School districts across the nation have implemented initiatives to expand Advanced Placement course offerings — high-level courses that offer students the opportunity to earn college credit in high school — to groups with limited access to academic resources, including Black, Hispanic, low-income and aspiring first-generation college students. In spring 2013, the state of Washington passed legislation that encourages students who meet a state threshold on state standardized exams or similar tests to enroll in Advanced Placement courses. Michigan, on the other hand, isn’t doing enough to encourage diverse and low-income students to enroll in AP courses. At the district, state and federal levels, more action needs to be taken to encourage a diverse group of students to enroll in these classes as well as make it more economically feasible for them to take AP exams in preparation.

There are a number of barriers that may discourage students from taking AP classes. Many districts mandate AP enrollment requirements, such as teacher recommendations and extremely high test scores, which can discourage the academically underserved. According to a report from The Education Trust, only 6 percent of Black students are enrolled in the AP program, which is is almost half of the 11.7-percent national average of AP participants. Low-income students make up just 5.5 perfect of the participants, and they are are three times less likely to enroll in an AP course than those from higher-income families.

The barriers to entry for AP classes should be lowered. Opponents argue that content may have to be “watered down” because for the benefit of unprepared students. While this sentiment may be true in some cases, research conducted by the College Board challenges this assumption. When analyzing data from 690,000 high-school graduates in 2012, the College Board found that 75 percent of American Indian students, 66 percent of Hispanic students and 72 percent of Black students whose PSAT scores showed that they had the potential to be successful in an AP math course weren’t enrolled. Other studies show that both diverse low-income students and students of color who enroll in AP classes perform well, even when the requirements to take these classes are significantly lowered.
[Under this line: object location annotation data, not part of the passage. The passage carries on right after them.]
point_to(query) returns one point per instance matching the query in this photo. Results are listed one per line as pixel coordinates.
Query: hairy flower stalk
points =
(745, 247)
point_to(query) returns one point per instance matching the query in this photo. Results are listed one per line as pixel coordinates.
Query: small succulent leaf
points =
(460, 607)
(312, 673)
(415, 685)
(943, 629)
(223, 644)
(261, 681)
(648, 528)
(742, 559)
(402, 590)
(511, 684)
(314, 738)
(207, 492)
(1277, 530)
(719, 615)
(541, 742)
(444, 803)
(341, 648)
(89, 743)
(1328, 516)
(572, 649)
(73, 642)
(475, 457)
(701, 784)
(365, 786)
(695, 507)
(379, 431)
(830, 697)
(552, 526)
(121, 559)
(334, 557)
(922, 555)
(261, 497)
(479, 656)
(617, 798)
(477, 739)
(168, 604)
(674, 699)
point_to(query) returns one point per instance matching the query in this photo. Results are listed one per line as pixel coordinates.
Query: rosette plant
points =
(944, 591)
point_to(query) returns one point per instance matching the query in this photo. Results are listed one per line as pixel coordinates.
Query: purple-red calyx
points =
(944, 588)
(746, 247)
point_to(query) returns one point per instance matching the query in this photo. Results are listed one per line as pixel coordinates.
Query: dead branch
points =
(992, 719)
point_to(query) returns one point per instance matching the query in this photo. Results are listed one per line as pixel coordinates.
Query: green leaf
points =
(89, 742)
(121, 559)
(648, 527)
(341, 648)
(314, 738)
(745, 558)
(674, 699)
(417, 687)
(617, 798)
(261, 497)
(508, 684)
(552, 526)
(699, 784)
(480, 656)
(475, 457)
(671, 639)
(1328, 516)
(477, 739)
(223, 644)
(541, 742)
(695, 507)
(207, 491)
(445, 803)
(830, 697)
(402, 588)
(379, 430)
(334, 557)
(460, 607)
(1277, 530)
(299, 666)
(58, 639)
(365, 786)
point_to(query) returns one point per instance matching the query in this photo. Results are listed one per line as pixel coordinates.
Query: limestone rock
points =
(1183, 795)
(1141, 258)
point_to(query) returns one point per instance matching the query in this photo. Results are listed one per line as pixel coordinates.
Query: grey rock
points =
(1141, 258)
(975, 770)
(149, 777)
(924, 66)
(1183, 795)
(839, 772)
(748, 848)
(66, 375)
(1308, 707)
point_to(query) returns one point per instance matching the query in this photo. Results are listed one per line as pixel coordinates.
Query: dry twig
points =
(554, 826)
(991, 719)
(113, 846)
There are benefits to having a more diverse group of students in classroom settings. A University study conducted from 1990 to 1994 states that students who interact with a diverse group of peers in both informal and classroom settings show the greatest “engagement in active thinking, growth in intellectual engagement, and growth in intellectual and academic skills.”

In 2013, Michigan’s AP program participation was lower than the national average. Furthermore, Michigan should look into passing legislation similar to that of Washington’s, lowering the threshold on standardized tests. As of April 2013, educational representatives of Washington have been in favor of the legislation because it has engendered “incredible benefits,” such as an increase in AP exam enrollment for students.

Efforts to make AP tests more affordable for low-income students are lacking. For example, the Michigan Department of Education has fortunately received a federal AP Test Fee Reduction Grant for the past 11 years, but this year the grant has been held up by the federal government — Michigan may not end up acquiring the grant at all. This grant is very important for all students to get credit for college courses and save money, and for those who hadn’t considered it, to make higher education a more realistic prospect. Congress needs to make this issue a priority.

With a combined effort from districts around the University as well as the state and federal government, acceptance into AP classes for a wider range of students of diverse backgrounds can become a reality, and AP exams will become more economically feasible for students. By doing so, students — as well as the classes themselves — will greatly benefit.